The language of stereotyping is the topic of Chapter 4. Putting people into neat boxes with labels results in a form of verbal abuse. While making language easier and quicker, stereotypical words more often are confining words that leave little wiggle room for variety. Blue-eyed blonds are beautiful. Bald-headed youth are destructive. Old people are tiddely. Quakers are submissive. Latinos are hot lovers. Indians are lazy. Turtles are slow. Stereotypical words are addressed from many angles, with a discussion about how to categorize and sort the isms.

In Chapter 5, we talk about the outright hate words, the damaging, beastly, obscene words, and how they are as hurtful to the speaker as they are to the target. The language of hate is perhaps the ugliest part of America, a language of envy, pride, suspicion, superiority and fear. These are the words that fall into the category of name-calling. Hurtful words – spewed through unseen hateful mouths, scrawled on walls, whispered into telephones – take a monstrous toll. The basest, lowest, most hideous words used by faceless hate-filled wretches demean not only themselves, but all of humankind.

Then in Chapter 6 we discuss the abusive words, those that do their dirty work through repetition, innuendo, and diminution. Subtle teasing, abusive words can be as damaging as outright violent ones. Words that are spread subversively by innuendo and repetition tend to undermine and demean and lead to further abuse.

When brainwashing was the topic of the day, the power of words to sway, overwhelm, overpower, and convince others became evident. (That was about the same time advertising executives began to look closely at and adopt a similar process.) We discovered we can do away with swearing and name calling and still demean through the powerful repeated suggestions of weakness, sickness, inability, stupidity and incompetence. Words that demean result in lower self-esteem and are both dangerous and damning.

[While the insidious nature of mind control is a compelling subject, we’ll leave that for another day.
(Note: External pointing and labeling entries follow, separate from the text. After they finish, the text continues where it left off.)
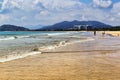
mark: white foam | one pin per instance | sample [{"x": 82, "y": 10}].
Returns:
[
  {"x": 17, "y": 56},
  {"x": 8, "y": 38}
]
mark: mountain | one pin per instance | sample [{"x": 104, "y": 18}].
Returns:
[
  {"x": 12, "y": 28},
  {"x": 33, "y": 27},
  {"x": 66, "y": 25}
]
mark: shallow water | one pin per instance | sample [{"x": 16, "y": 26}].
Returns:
[{"x": 18, "y": 44}]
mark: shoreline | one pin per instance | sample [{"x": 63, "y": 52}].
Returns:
[{"x": 91, "y": 60}]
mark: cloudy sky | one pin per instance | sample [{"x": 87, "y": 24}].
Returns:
[{"x": 47, "y": 12}]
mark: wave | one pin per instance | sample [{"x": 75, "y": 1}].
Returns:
[
  {"x": 39, "y": 50},
  {"x": 56, "y": 34},
  {"x": 12, "y": 38},
  {"x": 17, "y": 56},
  {"x": 63, "y": 43},
  {"x": 8, "y": 38}
]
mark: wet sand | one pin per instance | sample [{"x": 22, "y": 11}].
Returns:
[{"x": 92, "y": 60}]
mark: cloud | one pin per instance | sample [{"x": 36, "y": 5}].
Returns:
[
  {"x": 103, "y": 3},
  {"x": 47, "y": 12}
]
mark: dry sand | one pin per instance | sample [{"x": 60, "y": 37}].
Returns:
[
  {"x": 113, "y": 33},
  {"x": 92, "y": 60}
]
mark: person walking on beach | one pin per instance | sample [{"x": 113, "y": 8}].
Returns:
[{"x": 103, "y": 33}]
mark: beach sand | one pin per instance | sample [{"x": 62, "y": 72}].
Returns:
[
  {"x": 92, "y": 60},
  {"x": 113, "y": 33}
]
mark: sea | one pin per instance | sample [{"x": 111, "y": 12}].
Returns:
[{"x": 20, "y": 44}]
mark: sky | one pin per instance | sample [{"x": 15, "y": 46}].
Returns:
[{"x": 47, "y": 12}]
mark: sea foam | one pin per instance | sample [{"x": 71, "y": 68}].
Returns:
[{"x": 17, "y": 56}]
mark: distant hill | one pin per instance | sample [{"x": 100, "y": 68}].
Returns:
[
  {"x": 66, "y": 25},
  {"x": 12, "y": 28}
]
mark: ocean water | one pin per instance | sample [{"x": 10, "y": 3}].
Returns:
[{"x": 14, "y": 45}]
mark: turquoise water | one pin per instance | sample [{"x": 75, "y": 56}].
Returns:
[{"x": 19, "y": 43}]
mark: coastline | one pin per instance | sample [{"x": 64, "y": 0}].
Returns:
[{"x": 91, "y": 60}]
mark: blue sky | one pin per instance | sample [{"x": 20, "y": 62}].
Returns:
[{"x": 47, "y": 12}]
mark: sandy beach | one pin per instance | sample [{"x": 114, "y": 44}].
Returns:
[{"x": 91, "y": 60}]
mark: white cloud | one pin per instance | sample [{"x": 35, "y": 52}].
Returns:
[
  {"x": 103, "y": 3},
  {"x": 46, "y": 12}
]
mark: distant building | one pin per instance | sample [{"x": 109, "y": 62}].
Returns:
[{"x": 81, "y": 27}]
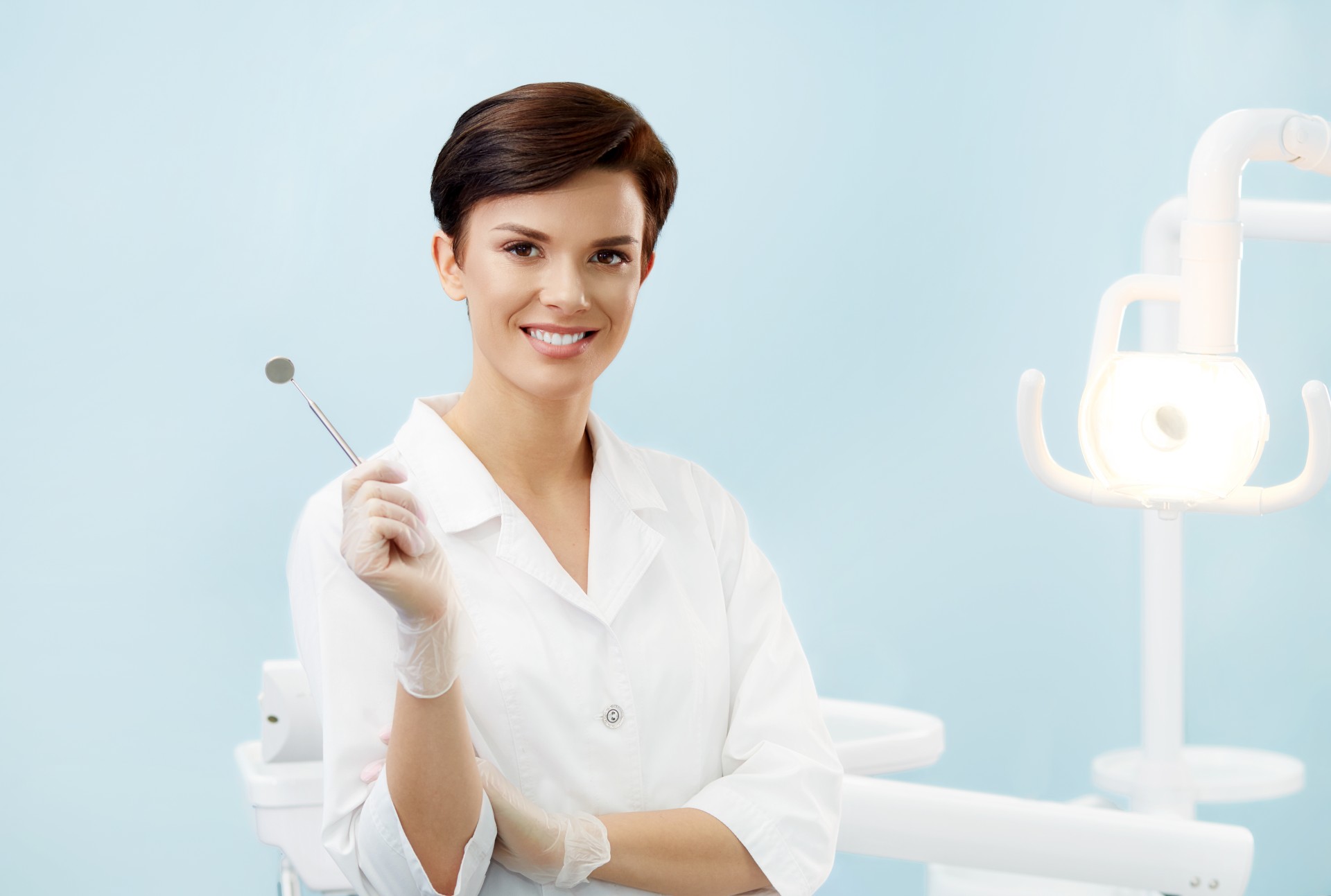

Be assured that language, repetition, and degradation are the elements of choice. If some alien power wishes to divide people through mind control, the first step is to turn to the Us and Them Thing, beginning with language.]

The benign words of exclusion come in for a closer look in Chapter 7 about the way business is affected by words. How many times a day do you hear a casual phrase or word that offends you? How many times do you use words that may be offensive to someone else, words that are an everyday part of your business vocabulary? How often do you feel left out of advertising which targets other groups? How much business are you losing by excluding some of your potential customers?

Some words are just plain illegal. Others must be used with care. In Chapter 8 we look at the legalities of words, how to avoid getting into trouble with grammar police.

Finally, so that readers won’t be left hanging, you will find some constructive help in Chapter 9. Here you’ll find ways to find alternative language, better choices and how to make them, along with suggestions to improve your communication skills.

As a bonus, you’ll find at the back of the book an Appendix, followed by a comprehensive Glossary of Terms which contains additional fuel to help you build a vocabulary of inclusive language – just words!

The Glossary
The terms in the glossary at the back of this book are alternatives, not necessarily preferred. To know how to refer to people, ask them. Ask those of another cultural background how they prefer to be named or referred to. Believe it or not, some folks object to Baby Boomer, elder, Gen-X, Gen-Y, senior citizen, teenybopper, juvenile. (Some teenagers absolutely hate “teenager.”) If you’re uncomfortable talking with someone who is not like you, ask them how they wish to be called.

Not the typical self-help book, Just Words comes replete with suggestions for recognizing the differences between people while appreciating those same differences. Rather than a list of “Ten Ways to…” this book offers a thorough examination of the role language plays in daily discourse with people, all of whom are not Us.

Hatred and suspicion not only consume precious time but they sap strength. For proof, compare the wrinkles worn by a distrustful angry old crock and those of a considerate, cheerful, agreeable opposite who accepts folks for who they are.

Use this book as a writing tool, a reference to ensure that your written and spoken ideas are free of biased implication. Use it as a general language tool by reading it through. You’ll find help in acquiring simple techniques to reduce human bias in both writing and speaking.

Good communicators don’t need profanity to make meaning clear. Neither do good communicators need to fuel bias through words that exclude part of the population.

Could unbiased language achieve world peace, family harmony, and social justice? Possibly! And when a possibility exists, hope keeps us plugging on.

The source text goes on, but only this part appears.